De caráter multidisciplinar, o tema das mudanças climáticas envolve especialistas de diversas áreas. Um livro publicado há três anos pela FAPESP compilou a contribuição da pesquisa paulista para o conhecimento das mudanças climáticas, produzida entre 1992 e 2008. A obra reuniu informações sobre 208 projetos temáticos e auxílios a pesquisa – duas modalidades de apoio da Fundação – e 437 bolsas, financiados pela FAPESP. Havia pesquisas das áreas de agrárias e veterinária, arquitetura e urbanismo, biológicas, engenharias, física, geociências, humanas e sociais, química e saúde.

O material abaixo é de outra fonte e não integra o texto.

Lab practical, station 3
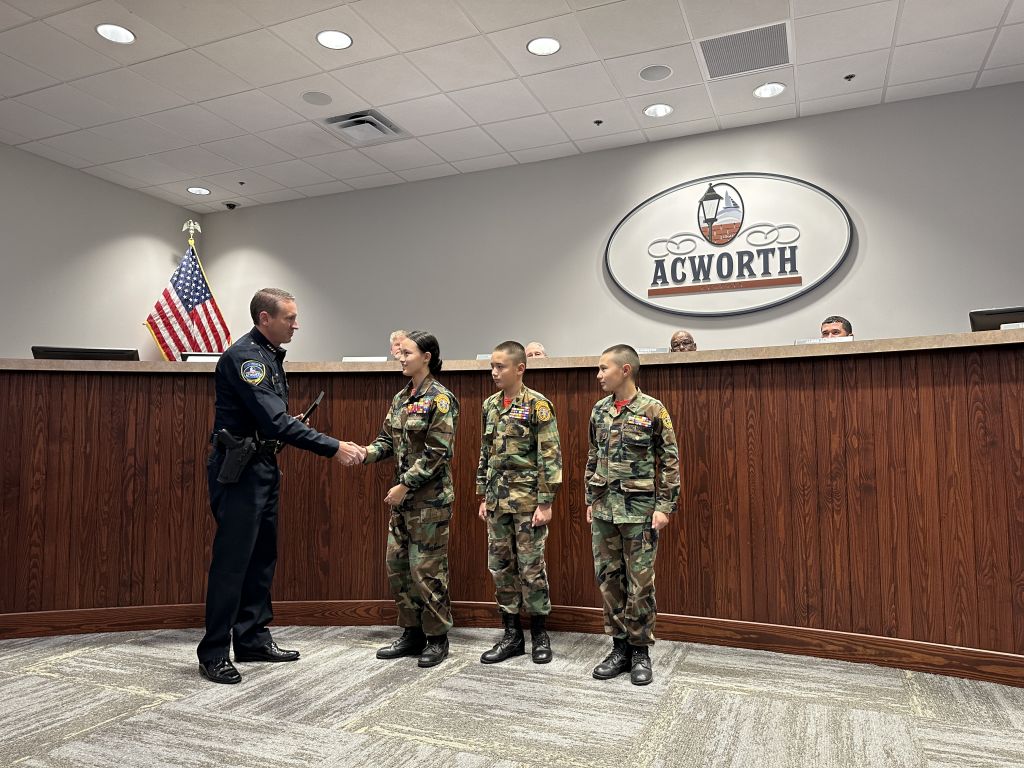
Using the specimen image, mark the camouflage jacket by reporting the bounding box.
[476,386,562,509]
[586,391,679,523]
[366,376,459,509]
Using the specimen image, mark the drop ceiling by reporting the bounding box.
[0,0,1024,213]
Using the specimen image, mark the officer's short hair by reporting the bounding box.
[495,341,526,366]
[249,288,295,326]
[602,344,640,376]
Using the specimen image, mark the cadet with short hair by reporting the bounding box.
[476,341,562,664]
[586,344,679,685]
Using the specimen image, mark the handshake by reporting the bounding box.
[334,440,367,467]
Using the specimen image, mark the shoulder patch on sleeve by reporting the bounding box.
[240,360,266,386]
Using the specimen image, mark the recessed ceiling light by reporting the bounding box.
[316,30,352,50]
[643,104,675,118]
[96,24,135,45]
[754,83,785,98]
[526,37,562,56]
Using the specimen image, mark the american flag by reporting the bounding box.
[145,246,231,360]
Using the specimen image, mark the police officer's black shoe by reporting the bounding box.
[419,635,447,667]
[234,640,299,662]
[630,645,654,685]
[377,627,427,658]
[529,616,551,664]
[480,611,526,664]
[199,656,242,685]
[594,637,632,680]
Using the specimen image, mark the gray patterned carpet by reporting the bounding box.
[0,627,1024,768]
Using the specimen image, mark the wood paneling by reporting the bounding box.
[0,346,1024,684]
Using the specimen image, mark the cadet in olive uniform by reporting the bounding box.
[476,341,562,664]
[586,344,679,685]
[197,288,354,683]
[364,331,459,667]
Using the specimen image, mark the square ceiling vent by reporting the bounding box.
[700,23,790,80]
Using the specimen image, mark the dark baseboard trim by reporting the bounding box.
[0,600,1024,687]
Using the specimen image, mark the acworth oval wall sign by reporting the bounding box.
[604,173,853,315]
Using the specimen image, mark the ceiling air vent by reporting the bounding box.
[324,110,410,146]
[700,24,790,80]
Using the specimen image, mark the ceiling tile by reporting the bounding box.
[484,115,568,152]
[701,67,796,112]
[889,30,995,85]
[73,70,185,115]
[452,153,516,173]
[351,0,476,51]
[487,15,598,75]
[0,22,119,80]
[263,73,370,119]
[398,163,459,181]
[119,0,260,46]
[259,123,348,158]
[409,37,515,91]
[331,55,437,106]
[800,88,882,117]
[358,138,442,173]
[145,105,245,144]
[253,160,334,186]
[552,100,637,140]
[381,93,473,135]
[0,53,58,96]
[270,5,395,70]
[130,50,249,101]
[423,126,502,162]
[512,142,580,163]
[581,0,692,58]
[985,24,1024,69]
[199,30,319,86]
[16,85,131,128]
[797,50,889,100]
[604,44,703,96]
[896,0,1007,45]
[794,0,899,63]
[46,0,185,65]
[626,85,715,128]
[0,99,78,141]
[523,61,618,112]
[682,0,790,40]
[306,150,387,179]
[449,80,544,123]
[203,136,292,168]
[203,91,303,133]
[885,73,977,103]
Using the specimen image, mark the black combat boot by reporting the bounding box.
[480,610,526,664]
[377,627,427,658]
[529,616,551,664]
[630,645,654,685]
[419,635,447,667]
[594,637,631,680]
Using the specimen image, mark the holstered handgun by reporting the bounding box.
[217,429,258,485]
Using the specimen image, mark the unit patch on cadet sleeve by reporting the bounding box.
[242,360,266,386]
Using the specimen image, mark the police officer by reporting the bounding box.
[197,288,357,683]
[364,331,459,667]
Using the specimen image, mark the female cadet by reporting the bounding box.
[364,331,459,667]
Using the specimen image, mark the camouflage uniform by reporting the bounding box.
[366,376,459,635]
[476,386,562,616]
[586,391,679,646]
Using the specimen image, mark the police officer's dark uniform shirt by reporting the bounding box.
[213,328,340,457]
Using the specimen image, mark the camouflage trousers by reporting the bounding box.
[591,517,657,646]
[487,504,551,616]
[387,509,452,635]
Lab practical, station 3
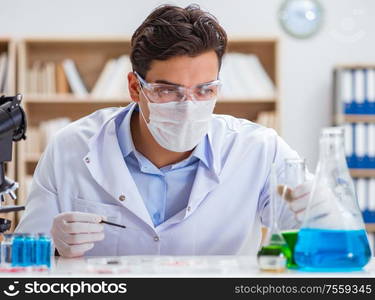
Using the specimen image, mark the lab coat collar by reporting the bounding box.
[83,103,221,231]
[83,105,154,228]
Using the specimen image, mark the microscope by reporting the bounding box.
[0,94,26,234]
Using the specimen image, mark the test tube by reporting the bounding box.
[35,233,53,268]
[0,233,13,268]
[12,233,25,267]
[21,233,36,267]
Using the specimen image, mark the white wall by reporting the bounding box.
[0,0,375,169]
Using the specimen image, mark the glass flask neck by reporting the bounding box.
[319,129,346,164]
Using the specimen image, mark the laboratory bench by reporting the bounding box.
[0,256,375,278]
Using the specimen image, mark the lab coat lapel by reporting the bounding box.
[84,109,154,228]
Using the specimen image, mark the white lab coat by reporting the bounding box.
[16,104,298,255]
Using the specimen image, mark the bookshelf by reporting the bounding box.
[333,64,375,234]
[0,38,16,230]
[17,37,279,220]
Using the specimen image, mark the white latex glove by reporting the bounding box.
[278,180,355,229]
[51,212,104,257]
[277,180,313,222]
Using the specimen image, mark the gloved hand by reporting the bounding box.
[51,212,104,257]
[277,180,313,222]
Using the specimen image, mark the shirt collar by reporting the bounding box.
[115,103,213,169]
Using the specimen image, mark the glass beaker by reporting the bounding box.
[295,127,371,271]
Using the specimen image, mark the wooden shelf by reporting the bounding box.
[350,169,375,177]
[25,153,42,163]
[0,38,18,231]
[336,115,375,124]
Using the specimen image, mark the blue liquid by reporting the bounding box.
[12,235,25,267]
[36,236,51,268]
[294,229,371,271]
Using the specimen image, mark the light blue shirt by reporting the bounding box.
[115,106,209,226]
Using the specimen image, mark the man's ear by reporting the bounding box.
[128,72,140,102]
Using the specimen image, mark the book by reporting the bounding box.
[219,53,275,99]
[62,59,88,97]
[56,63,70,94]
[44,62,56,95]
[91,55,132,98]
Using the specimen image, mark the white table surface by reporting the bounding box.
[0,256,375,278]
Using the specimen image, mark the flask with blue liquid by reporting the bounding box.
[295,127,371,271]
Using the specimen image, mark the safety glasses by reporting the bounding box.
[134,72,221,103]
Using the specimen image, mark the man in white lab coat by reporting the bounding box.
[17,6,308,257]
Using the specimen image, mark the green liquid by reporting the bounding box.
[281,230,298,269]
[257,236,294,268]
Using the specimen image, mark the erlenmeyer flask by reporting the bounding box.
[278,158,307,269]
[295,127,371,271]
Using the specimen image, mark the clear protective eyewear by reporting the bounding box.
[134,71,221,103]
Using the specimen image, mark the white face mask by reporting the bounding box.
[141,99,216,152]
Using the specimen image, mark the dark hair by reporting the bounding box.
[130,4,227,77]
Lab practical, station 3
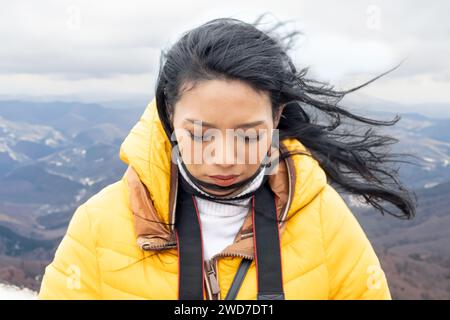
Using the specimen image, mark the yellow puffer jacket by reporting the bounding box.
[39,99,391,299]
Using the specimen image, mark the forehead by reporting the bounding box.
[174,80,272,127]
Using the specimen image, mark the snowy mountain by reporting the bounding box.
[0,283,37,300]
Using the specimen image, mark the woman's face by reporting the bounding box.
[172,80,280,195]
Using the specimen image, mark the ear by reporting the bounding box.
[274,104,286,128]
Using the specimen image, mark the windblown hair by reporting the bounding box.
[155,14,415,219]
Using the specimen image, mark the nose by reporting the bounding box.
[214,136,236,169]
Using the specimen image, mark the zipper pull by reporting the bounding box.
[206,260,220,294]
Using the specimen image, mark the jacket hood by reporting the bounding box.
[119,98,327,254]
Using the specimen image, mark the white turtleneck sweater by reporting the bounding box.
[178,159,264,260]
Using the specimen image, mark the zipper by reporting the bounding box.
[205,257,220,300]
[201,158,292,300]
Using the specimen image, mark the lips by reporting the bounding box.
[209,175,239,187]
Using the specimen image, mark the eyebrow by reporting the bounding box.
[185,119,265,129]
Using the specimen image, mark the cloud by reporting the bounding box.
[0,0,450,106]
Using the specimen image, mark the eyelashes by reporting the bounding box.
[188,131,263,143]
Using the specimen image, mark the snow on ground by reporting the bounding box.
[0,283,37,300]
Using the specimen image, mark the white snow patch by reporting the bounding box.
[0,283,38,300]
[423,182,439,189]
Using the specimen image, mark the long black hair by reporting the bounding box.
[155,14,415,218]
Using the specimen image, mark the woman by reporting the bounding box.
[39,15,414,299]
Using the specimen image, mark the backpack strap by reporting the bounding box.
[225,258,252,300]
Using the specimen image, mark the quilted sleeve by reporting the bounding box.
[38,204,101,300]
[320,184,391,300]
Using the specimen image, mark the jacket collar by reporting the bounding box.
[120,99,326,259]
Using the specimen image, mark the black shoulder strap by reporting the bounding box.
[175,174,284,300]
[253,184,284,300]
[175,180,204,300]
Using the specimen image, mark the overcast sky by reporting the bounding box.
[0,0,450,113]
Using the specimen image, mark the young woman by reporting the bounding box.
[39,18,414,299]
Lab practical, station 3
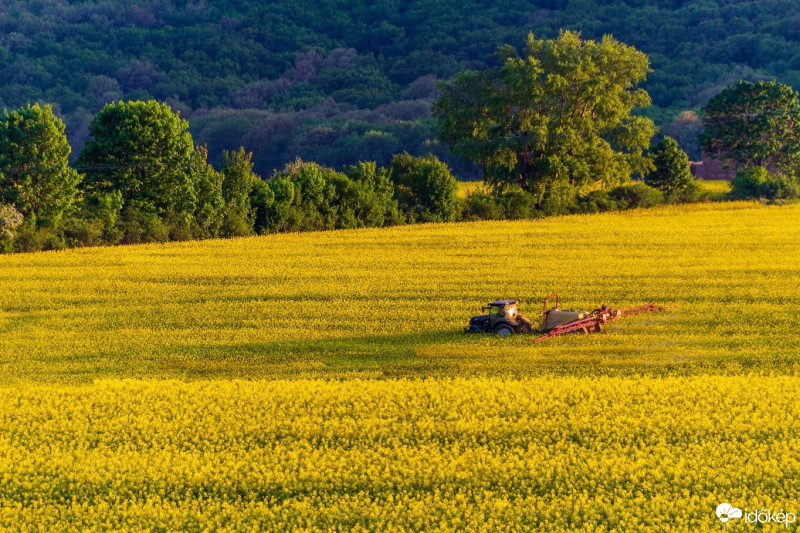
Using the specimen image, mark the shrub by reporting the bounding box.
[608,182,664,209]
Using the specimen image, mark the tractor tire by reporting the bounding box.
[494,324,514,337]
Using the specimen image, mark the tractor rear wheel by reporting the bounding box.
[494,324,514,337]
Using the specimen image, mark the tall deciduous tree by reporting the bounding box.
[700,81,800,171]
[220,148,261,237]
[77,100,197,227]
[0,104,80,226]
[644,137,694,197]
[433,31,655,206]
[390,152,459,222]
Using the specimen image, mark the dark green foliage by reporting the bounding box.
[219,148,261,237]
[608,182,664,209]
[0,0,800,176]
[0,104,81,227]
[391,152,459,222]
[731,167,800,200]
[77,101,197,242]
[433,32,655,206]
[0,204,25,252]
[700,81,800,172]
[191,146,225,239]
[644,137,696,201]
[256,159,401,232]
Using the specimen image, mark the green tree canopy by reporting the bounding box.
[390,152,459,222]
[433,31,655,201]
[644,137,694,197]
[700,81,800,171]
[77,100,197,227]
[0,104,80,226]
[220,148,261,237]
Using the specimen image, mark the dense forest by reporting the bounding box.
[0,0,800,177]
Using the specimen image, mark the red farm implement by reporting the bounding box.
[465,294,671,343]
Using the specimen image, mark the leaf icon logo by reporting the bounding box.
[717,503,742,524]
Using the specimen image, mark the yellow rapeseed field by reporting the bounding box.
[0,198,800,531]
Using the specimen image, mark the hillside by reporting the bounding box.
[0,202,800,531]
[0,0,800,175]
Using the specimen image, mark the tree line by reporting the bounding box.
[0,100,459,251]
[0,0,800,176]
[0,31,800,251]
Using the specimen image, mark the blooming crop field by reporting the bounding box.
[0,202,800,531]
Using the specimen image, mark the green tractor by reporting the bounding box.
[464,294,602,336]
[464,300,531,336]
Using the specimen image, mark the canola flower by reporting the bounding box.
[0,198,800,531]
[0,202,800,384]
[0,376,800,531]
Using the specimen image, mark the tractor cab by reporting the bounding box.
[465,300,531,335]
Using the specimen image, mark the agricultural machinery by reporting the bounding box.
[464,294,669,342]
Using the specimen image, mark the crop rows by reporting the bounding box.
[0,203,800,383]
[0,376,800,531]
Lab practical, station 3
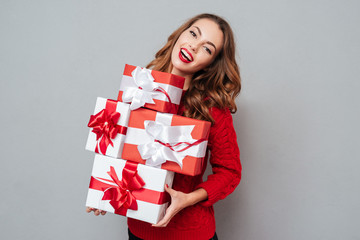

Essa massa crítica serviu de alicerce para um grande esforço multidisciplinar na compreensão dos fenômenos climáticos. Foi lançado em agosto de 2008 o Programa FAPESP de Pesquisa sobre Mudanças Climáticas Globais (PFPMCG), que prevê investimentos de R$ 100 milhões em 10 anos – ou cerca de R$ 10 milhões anuais – na articulação de estudos básicos e aplicados sobre as causas do aquecimento global e de seus impactos sobre a vida das pessoas. É provável que o valor seja maior – só nos três primeiros anos, mais de R$ 40 milhões já foram desembolsados. Os projetos de pesquisa estão vinculados a seis temas distintos. O primeiro é o funcionamento de ecossistemas, com ênfase na biodiversidade e nos ciclos de carbono e de nitrogênio. O segundo é o balanço da radiação atmosférica, em especial estudos sobre os aerossóis, e a mudança no uso da terra. O terceiro trata dos efeitos das mudanças climáticas sobre a agricultura e a pecuária. O quarto, da energia e do ciclo de gases de efeito estufa. O quinto aborda os impactos na saúde e o sexto, as dimensões humanas da mudança ambiental global. “Todos nós que tivemos financiamento pelo LBA sentimos a necessidade de conversar mais de perto e somarmos experiências”, afirma Reynaldo Victoria, que além de coordenar o programa lidera um grupo que vai analisar o papel dos rios nos ciclos regionais de carbono. O PFPMCG já dispõe de 18 projetos de pesquisa e almeja chegar a mais de uma centena. Em breve deverão incorporar-se ao programa pelo menos duas dezenas de projetos do âmbito de convênios estabelecidos entre a FAPESP e as fundações de Amparo à Pesquisa do Rio de Janeiro (Faperj) e de Pernambuco (Facepe). A compra de um navio oceanográfico pela USP foi incorporada ao programa – a embarcação, que deve estar pronta para uso em 2012, cumprirá um papel fundamental no programa. “Permitirá que saibamos muito mais sobre o papel do Atlântico Sul no clima”, diz Victoria.
Modelo climático
Uma grande ambição do programa é criar o primeiro modelo climático brasileiro, um software capaz de fazer simulações sofisticadas sobre fenômenos do clima. Hoje, para projetar os efeitos das mudanças climáticas, utilizam-se ferramentas computacionais inespecíficas. Para utilizar tal programa de modelagem, foi comprado por R$ 50 milhões (R$ 15 milhões da FAPESP e R$ 35 milhões do MCTI) um supercomputador capaz de realizar 224 trilhões de operações por segundo. Batizado de Tupã, foi instalado no Centro de Previsão do Tempo e Estudos Climáticos (CPTEC) do Inpe e até o início de 2012 deverá estar em pleno funcionamento. “A criação do CPTEC na década de 1980 colocou a meteorologia brasileira no mesmo patamar dos países desenvolvidos e a aquisição do Tupã é um esforço para que nos mantenhamos competitivos em termos de previsão de tempo e clima”, diz Osvaldo de Moraes, coordenador-geral do CPTEC. “Será utilizado para o trabalho do CPTEC em previsões climáticas, mas também estará disponível a todos os grupos de pesquisa do programa FAPESP.” Hoje o computador é o 29º da lista dos 500 mais potentes do planeta. “A aquisição da nova máquina não garante automaticamente uma melhora nas previsões. Temos de aperfeiçoar nossos modelos para que as previsões fiquem mais apuradas”, afirma Moraes, que destaca também o apoio da Fundação no financiamento de bolsas e projetos de pesquisa no CPTEC.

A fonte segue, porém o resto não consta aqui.